La economía familiar chilena enfrenta un nuevo hito crítico este lunes 20 de abril. Con la Unidad de Fomento (UF) superando oficialmente la barrera de los $40.000, la diputada por la Región de Magallanes, Javiera Morales, hizo un llamado urgente al Ejecutivo para poner prioridad a la tramitación de su proyecto de ley que busca restringir el uso de este índice en servicios y contratos cotidianos.
La parlamentaria envió un oficio al Ministerio de la Secretaría General de la Presidencia (Segpres) solicitando "suma urgencia" para la iniciativa que ya fue aprobada en la Comisión de Economía y que ahora espera su discusión en la Sala de la Cámara de Diputadas y Diputados.

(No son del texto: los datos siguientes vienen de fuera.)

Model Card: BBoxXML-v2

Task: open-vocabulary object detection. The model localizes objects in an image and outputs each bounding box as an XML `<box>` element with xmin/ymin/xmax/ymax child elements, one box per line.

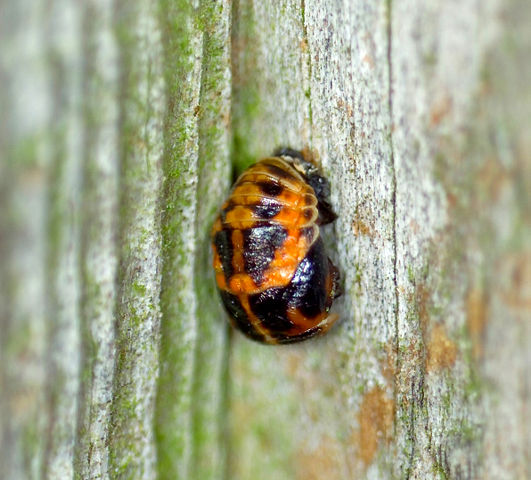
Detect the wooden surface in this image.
<box><xmin>0</xmin><ymin>0</ymin><xmax>531</xmax><ymax>480</ymax></box>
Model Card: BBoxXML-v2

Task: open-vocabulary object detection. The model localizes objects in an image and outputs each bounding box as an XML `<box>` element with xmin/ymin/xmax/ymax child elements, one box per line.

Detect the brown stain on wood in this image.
<box><xmin>353</xmin><ymin>387</ymin><xmax>395</xmax><ymax>466</ymax></box>
<box><xmin>352</xmin><ymin>218</ymin><xmax>375</xmax><ymax>238</ymax></box>
<box><xmin>466</xmin><ymin>288</ymin><xmax>487</xmax><ymax>361</ymax></box>
<box><xmin>500</xmin><ymin>251</ymin><xmax>531</xmax><ymax>312</ymax></box>
<box><xmin>426</xmin><ymin>324</ymin><xmax>457</xmax><ymax>372</ymax></box>
<box><xmin>295</xmin><ymin>435</ymin><xmax>344</xmax><ymax>480</ymax></box>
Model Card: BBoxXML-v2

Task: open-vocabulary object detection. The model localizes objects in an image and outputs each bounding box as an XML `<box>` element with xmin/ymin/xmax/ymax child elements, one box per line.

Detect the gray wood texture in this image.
<box><xmin>0</xmin><ymin>0</ymin><xmax>531</xmax><ymax>480</ymax></box>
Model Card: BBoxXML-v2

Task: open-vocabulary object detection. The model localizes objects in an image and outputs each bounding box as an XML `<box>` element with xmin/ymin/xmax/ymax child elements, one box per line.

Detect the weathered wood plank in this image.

Para Morales, el problema radica en la extensión de la UF a contratos que no guardan relación con el mercado financiero especializado. “Lamentablemente, en nuestro país hay un abuso de la UF. Los privados la utilizan para cobrar colegios, seguros de salud, arriendos y hasta cuotas de clubes deportivos”, denunció la legisladora.
La diputada argumentó que esta modalidad genera una brecha de desigualdad insostenible: mientras los costos de vida suben mes a mes por el reajuste de la UF, los sueldos de los trabajadores se mantienen fijos en pesos, lo que licúa el poder adquisitivo de las familias.
La solicitud de la parlamentaria también incluyó una fuerte crítica a la gestión económica del Gobierno respecto al precio de la energía. Aseguró que el Ejecutivo “decidió traspasarle el costo del aumento de las bencinas a la ciudadanía”, lo que ha generado un efecto dominó inflacionario que termina por encarecer la UF.
“En Magallanes, donde todo es más caro, un alza mensual en arriendos o servicios puede marcar una gran diferencia. No puede ser que los colegios cobren en UF si no le pagan a sus profesoras y profesores en UF”, sentenció Morales, calificando la regulación de este índice como una "medida de justicia" necesaria para la zona austral.